Japanese, Chinese, Malay, Koepangers, Filipino and Europeans flocked to Broome from the late 1800’s to be a part of the growing Pearling industry. This unique multicultural population of pearl industry workers joined with the local Aboriginal people and Europeans to work on up to 400 Pearling Luggers that sailed out of Broome. This influence on architecture and local cultures contributed to the spirit that is still present in the exotic town of Broome today, which is celebrated by the annual Shinju Matsuri festival.

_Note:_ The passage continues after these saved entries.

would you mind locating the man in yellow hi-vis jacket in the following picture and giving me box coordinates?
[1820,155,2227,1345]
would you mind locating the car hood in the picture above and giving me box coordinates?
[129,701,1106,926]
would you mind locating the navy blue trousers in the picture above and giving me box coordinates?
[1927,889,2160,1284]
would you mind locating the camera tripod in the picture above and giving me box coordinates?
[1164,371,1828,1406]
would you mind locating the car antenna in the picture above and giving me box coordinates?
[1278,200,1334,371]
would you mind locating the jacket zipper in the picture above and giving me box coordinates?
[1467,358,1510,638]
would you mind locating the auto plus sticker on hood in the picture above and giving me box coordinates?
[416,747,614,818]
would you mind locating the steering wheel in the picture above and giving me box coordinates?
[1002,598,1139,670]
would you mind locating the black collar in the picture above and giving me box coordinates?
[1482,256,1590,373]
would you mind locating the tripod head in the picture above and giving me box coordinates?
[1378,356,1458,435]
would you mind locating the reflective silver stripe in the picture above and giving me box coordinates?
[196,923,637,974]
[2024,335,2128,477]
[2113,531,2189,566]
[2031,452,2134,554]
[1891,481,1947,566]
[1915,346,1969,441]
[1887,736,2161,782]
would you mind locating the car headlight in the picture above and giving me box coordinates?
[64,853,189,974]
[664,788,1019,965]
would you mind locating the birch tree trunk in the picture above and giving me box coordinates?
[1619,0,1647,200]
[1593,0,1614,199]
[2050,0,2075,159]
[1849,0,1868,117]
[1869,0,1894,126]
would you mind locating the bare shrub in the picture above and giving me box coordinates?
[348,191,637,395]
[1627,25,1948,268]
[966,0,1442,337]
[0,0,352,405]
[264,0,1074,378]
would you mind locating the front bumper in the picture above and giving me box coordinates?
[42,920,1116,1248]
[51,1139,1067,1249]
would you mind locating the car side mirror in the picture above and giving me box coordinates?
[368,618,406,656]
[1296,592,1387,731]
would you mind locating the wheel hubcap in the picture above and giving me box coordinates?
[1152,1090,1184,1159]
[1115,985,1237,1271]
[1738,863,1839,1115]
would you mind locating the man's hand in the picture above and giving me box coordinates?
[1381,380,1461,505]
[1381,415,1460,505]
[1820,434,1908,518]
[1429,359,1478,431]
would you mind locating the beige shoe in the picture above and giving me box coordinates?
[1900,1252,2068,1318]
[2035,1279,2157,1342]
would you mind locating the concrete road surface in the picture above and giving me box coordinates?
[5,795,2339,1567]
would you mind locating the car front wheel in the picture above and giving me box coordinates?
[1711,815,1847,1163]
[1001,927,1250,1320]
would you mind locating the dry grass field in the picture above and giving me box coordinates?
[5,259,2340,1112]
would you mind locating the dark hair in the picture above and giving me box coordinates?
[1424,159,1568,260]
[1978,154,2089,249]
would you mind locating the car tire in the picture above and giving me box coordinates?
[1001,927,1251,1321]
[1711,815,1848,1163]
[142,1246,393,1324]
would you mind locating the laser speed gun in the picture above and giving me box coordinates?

Running annually since 1970, Shinju Matsuri is one of Australia’s longest running festivals. Project3 was contracted for a four-year term in June 2015 to begin working on taking this regionally significant festival to 2020, the fiftieth running of the festival.
Project3 was appointed because of our wealth of experience in developing regional events with a view to increasing community engagement, tourism and delivering an integrated digital communications plan.
The 2017 Shinju Matsuri, contributed $4.6 million to the Kimberley economy, more than any other regional event in the region, according to a Regional Impact Evaluation conducted by Metrix Consulting.
Visitors to the festival spent an average of 13.7 nights exploring the Kimberly Region, with an incredible 92 percent satisfied or very satisfied with their experience.
Satisfaction for the Festival itself was also very high, with 84 percent of survey respondents happy with both the quality of events on offer and the promotional information available.
Shinju Matsuri President, Chris Maher, says these results are a testament to the strong community ties of the Festival, which started as a culmination of Japanese, Malaysian and Chinese cultural festivals over 46 years ago and has evolved to include the Indigenous and broader communities.